The impact of fungal pathogens such as A. fumigatus on cystic fibrosis (CF) airways has until recently been underestimated. The use of more sensitive culture methods has begun to shed light on the prevalence of A. fumigatus in CF sputum, however its precise role in the progression of CF lung disease remains unclear. As the first point of contact for A. fumigatus following inhalation, the mucus barrier provides an important site for host-conidia interactions. Previous studies have suggested that A. fumigatus may alter the composition of the airway mucus barrier by altering mucin gene expression (1), and in the presence of mucin-based medium, A. fumigatus has been shown to upregulate protease expression and secretion (2). However, many aspects of this interplay are yet to be elucidated. Specifically, the effects of A. fumigatus on the major structural components of airway mucus, namely the polymeric gel-forming mucins (MUC5AC and MUC5B), have not been studied in detail. In order to investigate this further we studied the effects of A. fumigatus on the structural properties of purified solutions of MUC5AC and MUC5B, and on the physical properties of saliva: a model system of MUC5B-rich mucus.
The effects of A. fumigatus culture secretions on the size and glycosylation of purified mucins were studied. Micro-rheology studies were also performed to determine whether such changes may be reflected in the rheological properties of mucus. Furthermore, on-going experiments using air-liquid interface culture are studying the effects of A. fumigatus culture filtrates on mucin production and mucus gel properties in airway epithelial cells.

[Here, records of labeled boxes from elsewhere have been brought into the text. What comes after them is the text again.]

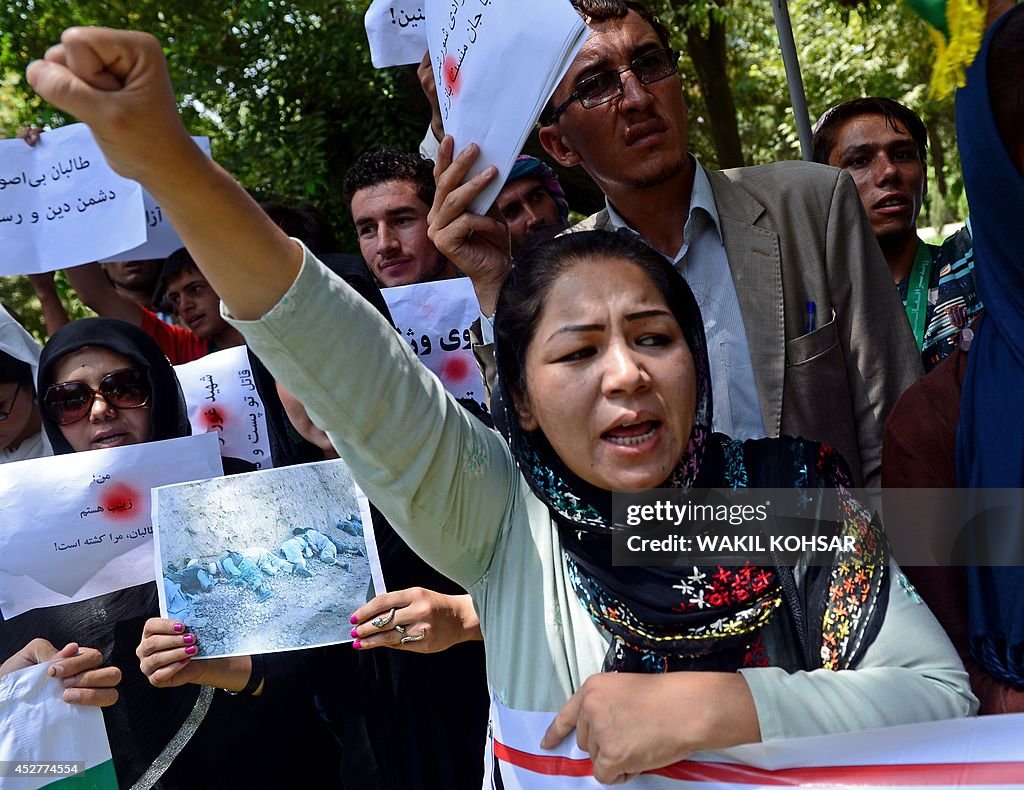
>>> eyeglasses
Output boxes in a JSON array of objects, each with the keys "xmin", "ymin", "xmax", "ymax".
[
  {"xmin": 0, "ymin": 381, "xmax": 22, "ymax": 422},
  {"xmin": 43, "ymin": 368, "xmax": 151, "ymax": 425},
  {"xmin": 541, "ymin": 49, "xmax": 679, "ymax": 126}
]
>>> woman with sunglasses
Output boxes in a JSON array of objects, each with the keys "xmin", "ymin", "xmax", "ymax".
[
  {"xmin": 29, "ymin": 29, "xmax": 977, "ymax": 783},
  {"xmin": 0, "ymin": 319, "xmax": 337, "ymax": 788}
]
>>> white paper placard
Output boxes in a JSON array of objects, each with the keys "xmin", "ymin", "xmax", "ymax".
[
  {"xmin": 100, "ymin": 136, "xmax": 210, "ymax": 263},
  {"xmin": 425, "ymin": 0, "xmax": 588, "ymax": 214},
  {"xmin": 381, "ymin": 278, "xmax": 484, "ymax": 403},
  {"xmin": 365, "ymin": 0, "xmax": 427, "ymax": 69},
  {"xmin": 0, "ymin": 434, "xmax": 223, "ymax": 619},
  {"xmin": 0, "ymin": 123, "xmax": 145, "ymax": 275}
]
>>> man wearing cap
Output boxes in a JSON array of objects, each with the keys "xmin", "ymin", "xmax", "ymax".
[
  {"xmin": 495, "ymin": 154, "xmax": 569, "ymax": 252},
  {"xmin": 430, "ymin": 0, "xmax": 922, "ymax": 486}
]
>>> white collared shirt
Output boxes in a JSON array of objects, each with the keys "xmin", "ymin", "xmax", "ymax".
[{"xmin": 605, "ymin": 155, "xmax": 767, "ymax": 440}]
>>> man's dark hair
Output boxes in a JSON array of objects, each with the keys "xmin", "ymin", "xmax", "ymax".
[
  {"xmin": 572, "ymin": 0, "xmax": 669, "ymax": 48},
  {"xmin": 541, "ymin": 0, "xmax": 671, "ymax": 125},
  {"xmin": 988, "ymin": 11, "xmax": 1024, "ymax": 168},
  {"xmin": 811, "ymin": 96, "xmax": 928, "ymax": 165},
  {"xmin": 259, "ymin": 201, "xmax": 338, "ymax": 257},
  {"xmin": 153, "ymin": 247, "xmax": 199, "ymax": 310},
  {"xmin": 341, "ymin": 148, "xmax": 435, "ymax": 207},
  {"xmin": 0, "ymin": 351, "xmax": 33, "ymax": 391}
]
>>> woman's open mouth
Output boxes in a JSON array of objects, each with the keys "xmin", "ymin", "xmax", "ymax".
[{"xmin": 601, "ymin": 420, "xmax": 662, "ymax": 447}]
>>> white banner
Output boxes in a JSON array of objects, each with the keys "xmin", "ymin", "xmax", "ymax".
[
  {"xmin": 0, "ymin": 434, "xmax": 223, "ymax": 619},
  {"xmin": 0, "ymin": 123, "xmax": 145, "ymax": 275},
  {"xmin": 425, "ymin": 0, "xmax": 587, "ymax": 214},
  {"xmin": 381, "ymin": 278, "xmax": 484, "ymax": 403},
  {"xmin": 0, "ymin": 659, "xmax": 118, "ymax": 790},
  {"xmin": 492, "ymin": 700, "xmax": 1024, "ymax": 790},
  {"xmin": 365, "ymin": 0, "xmax": 427, "ymax": 69},
  {"xmin": 101, "ymin": 137, "xmax": 210, "ymax": 263},
  {"xmin": 174, "ymin": 345, "xmax": 273, "ymax": 469}
]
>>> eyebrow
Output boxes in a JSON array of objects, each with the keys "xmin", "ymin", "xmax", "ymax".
[
  {"xmin": 352, "ymin": 206, "xmax": 419, "ymax": 225},
  {"xmin": 548, "ymin": 309, "xmax": 675, "ymax": 340}
]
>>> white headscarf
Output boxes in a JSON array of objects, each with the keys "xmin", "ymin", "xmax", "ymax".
[{"xmin": 0, "ymin": 306, "xmax": 53, "ymax": 463}]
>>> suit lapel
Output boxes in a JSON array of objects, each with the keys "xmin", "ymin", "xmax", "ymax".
[{"xmin": 707, "ymin": 170, "xmax": 785, "ymax": 436}]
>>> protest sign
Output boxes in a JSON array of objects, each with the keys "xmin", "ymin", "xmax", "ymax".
[
  {"xmin": 174, "ymin": 345, "xmax": 273, "ymax": 469},
  {"xmin": 101, "ymin": 137, "xmax": 210, "ymax": 263},
  {"xmin": 425, "ymin": 0, "xmax": 587, "ymax": 214},
  {"xmin": 0, "ymin": 123, "xmax": 145, "ymax": 275},
  {"xmin": 0, "ymin": 434, "xmax": 223, "ymax": 619},
  {"xmin": 484, "ymin": 699, "xmax": 1024, "ymax": 790},
  {"xmin": 0, "ymin": 661, "xmax": 118, "ymax": 790},
  {"xmin": 364, "ymin": 0, "xmax": 427, "ymax": 69},
  {"xmin": 153, "ymin": 460, "xmax": 379, "ymax": 658},
  {"xmin": 381, "ymin": 278, "xmax": 483, "ymax": 403}
]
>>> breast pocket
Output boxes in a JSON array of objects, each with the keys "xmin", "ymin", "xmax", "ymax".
[{"xmin": 785, "ymin": 311, "xmax": 839, "ymax": 367}]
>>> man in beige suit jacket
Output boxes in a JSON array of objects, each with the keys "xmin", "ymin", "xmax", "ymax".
[{"xmin": 430, "ymin": 0, "xmax": 922, "ymax": 486}]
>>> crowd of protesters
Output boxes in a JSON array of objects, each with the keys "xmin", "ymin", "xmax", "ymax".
[{"xmin": 0, "ymin": 0, "xmax": 1024, "ymax": 789}]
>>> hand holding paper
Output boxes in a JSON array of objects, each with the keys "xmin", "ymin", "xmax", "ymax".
[
  {"xmin": 427, "ymin": 135, "xmax": 512, "ymax": 316},
  {"xmin": 0, "ymin": 639, "xmax": 121, "ymax": 708}
]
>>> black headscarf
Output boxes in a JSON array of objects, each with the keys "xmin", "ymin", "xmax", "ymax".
[{"xmin": 36, "ymin": 319, "xmax": 191, "ymax": 455}]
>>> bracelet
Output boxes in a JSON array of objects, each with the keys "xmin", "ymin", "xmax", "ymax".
[{"xmin": 228, "ymin": 654, "xmax": 263, "ymax": 697}]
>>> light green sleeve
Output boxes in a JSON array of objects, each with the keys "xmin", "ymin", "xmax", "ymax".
[
  {"xmin": 224, "ymin": 245, "xmax": 518, "ymax": 587},
  {"xmin": 740, "ymin": 564, "xmax": 978, "ymax": 741}
]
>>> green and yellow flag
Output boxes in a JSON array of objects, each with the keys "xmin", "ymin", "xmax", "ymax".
[{"xmin": 906, "ymin": 0, "xmax": 986, "ymax": 98}]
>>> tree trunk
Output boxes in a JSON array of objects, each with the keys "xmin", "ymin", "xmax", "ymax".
[
  {"xmin": 686, "ymin": 6, "xmax": 743, "ymax": 168},
  {"xmin": 925, "ymin": 115, "xmax": 949, "ymax": 224}
]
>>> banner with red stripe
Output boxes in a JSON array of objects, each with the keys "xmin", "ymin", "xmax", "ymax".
[{"xmin": 492, "ymin": 700, "xmax": 1024, "ymax": 790}]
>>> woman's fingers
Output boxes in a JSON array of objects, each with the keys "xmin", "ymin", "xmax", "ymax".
[
  {"xmin": 135, "ymin": 617, "xmax": 202, "ymax": 685},
  {"xmin": 49, "ymin": 642, "xmax": 103, "ymax": 677}
]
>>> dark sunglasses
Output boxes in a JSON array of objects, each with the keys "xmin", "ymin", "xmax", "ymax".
[
  {"xmin": 0, "ymin": 381, "xmax": 22, "ymax": 422},
  {"xmin": 43, "ymin": 368, "xmax": 151, "ymax": 425},
  {"xmin": 541, "ymin": 49, "xmax": 679, "ymax": 126}
]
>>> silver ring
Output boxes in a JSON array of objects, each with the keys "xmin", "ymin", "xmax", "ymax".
[{"xmin": 400, "ymin": 628, "xmax": 427, "ymax": 645}]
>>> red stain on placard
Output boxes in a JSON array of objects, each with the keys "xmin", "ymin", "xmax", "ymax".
[
  {"xmin": 441, "ymin": 55, "xmax": 462, "ymax": 96},
  {"xmin": 441, "ymin": 357, "xmax": 469, "ymax": 381},
  {"xmin": 99, "ymin": 483, "xmax": 150, "ymax": 521}
]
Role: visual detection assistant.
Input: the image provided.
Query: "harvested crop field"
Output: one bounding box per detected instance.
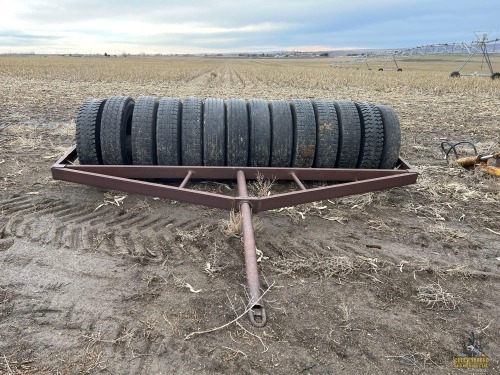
[0,57,500,374]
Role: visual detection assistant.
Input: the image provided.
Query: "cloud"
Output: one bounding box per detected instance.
[0,0,498,53]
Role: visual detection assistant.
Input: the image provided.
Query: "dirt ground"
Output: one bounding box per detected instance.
[0,57,500,374]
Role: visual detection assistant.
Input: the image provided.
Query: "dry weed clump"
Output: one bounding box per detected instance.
[416,283,460,310]
[429,223,468,242]
[219,210,264,238]
[249,172,276,197]
[273,256,385,279]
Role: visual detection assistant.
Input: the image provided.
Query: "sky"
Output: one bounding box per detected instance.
[0,0,500,54]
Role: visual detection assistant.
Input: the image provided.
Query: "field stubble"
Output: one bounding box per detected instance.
[0,57,500,374]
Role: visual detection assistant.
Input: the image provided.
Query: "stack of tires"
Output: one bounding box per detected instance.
[76,96,401,169]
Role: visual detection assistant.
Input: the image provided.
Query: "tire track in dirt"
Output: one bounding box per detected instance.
[0,196,191,262]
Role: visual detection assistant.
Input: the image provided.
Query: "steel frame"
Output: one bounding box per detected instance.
[52,147,418,327]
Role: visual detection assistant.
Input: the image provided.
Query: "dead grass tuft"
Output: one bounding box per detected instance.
[429,223,468,242]
[248,172,276,197]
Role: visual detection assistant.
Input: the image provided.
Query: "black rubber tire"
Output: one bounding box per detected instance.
[203,98,226,166]
[226,99,249,167]
[313,100,339,168]
[247,99,271,167]
[269,100,293,167]
[156,98,182,165]
[290,99,316,168]
[132,96,158,165]
[181,98,203,166]
[75,99,106,164]
[355,103,384,169]
[100,96,134,165]
[377,105,401,169]
[334,100,361,168]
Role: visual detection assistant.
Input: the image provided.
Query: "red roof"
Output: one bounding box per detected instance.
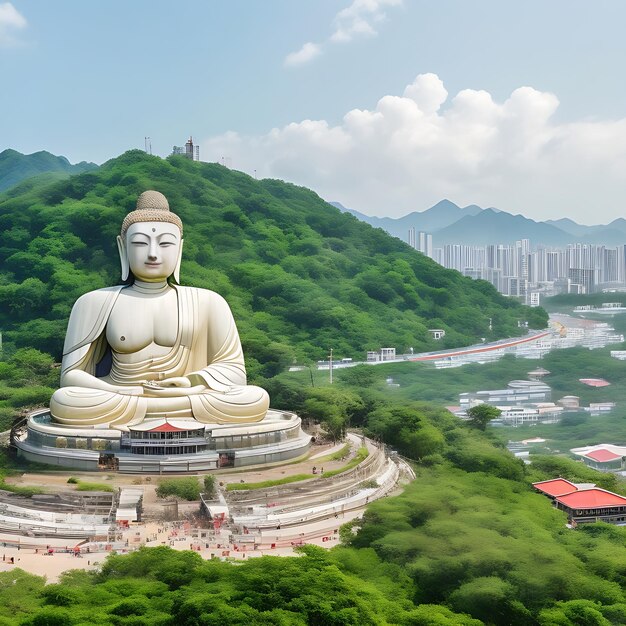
[533,478,578,497]
[578,378,611,387]
[585,448,622,463]
[556,487,626,509]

Our data suggest that A. fumigatus is able to degrade MUC5AC and MUC5B, by targeting both the protein and carbohydrate portions of the mucin molecules. Preliminary experiments suggest that proteolytic degradation of mucins is most likely mediated by serine protease activity. This degradation is reflected by an apparent loss in the viscosity of saliva following exposure to A. fumigatus secretions (3.35 MPa over 1 hour), suggesting that the structural organisation of the mucin network is being altered.
These effects may highlight important mechanisms of A. fumigatus pathogenesis, whereby it degrades mucins either as a nutrient source, or to physically diminish the mucus barrier in order to facilitate airway colonisation.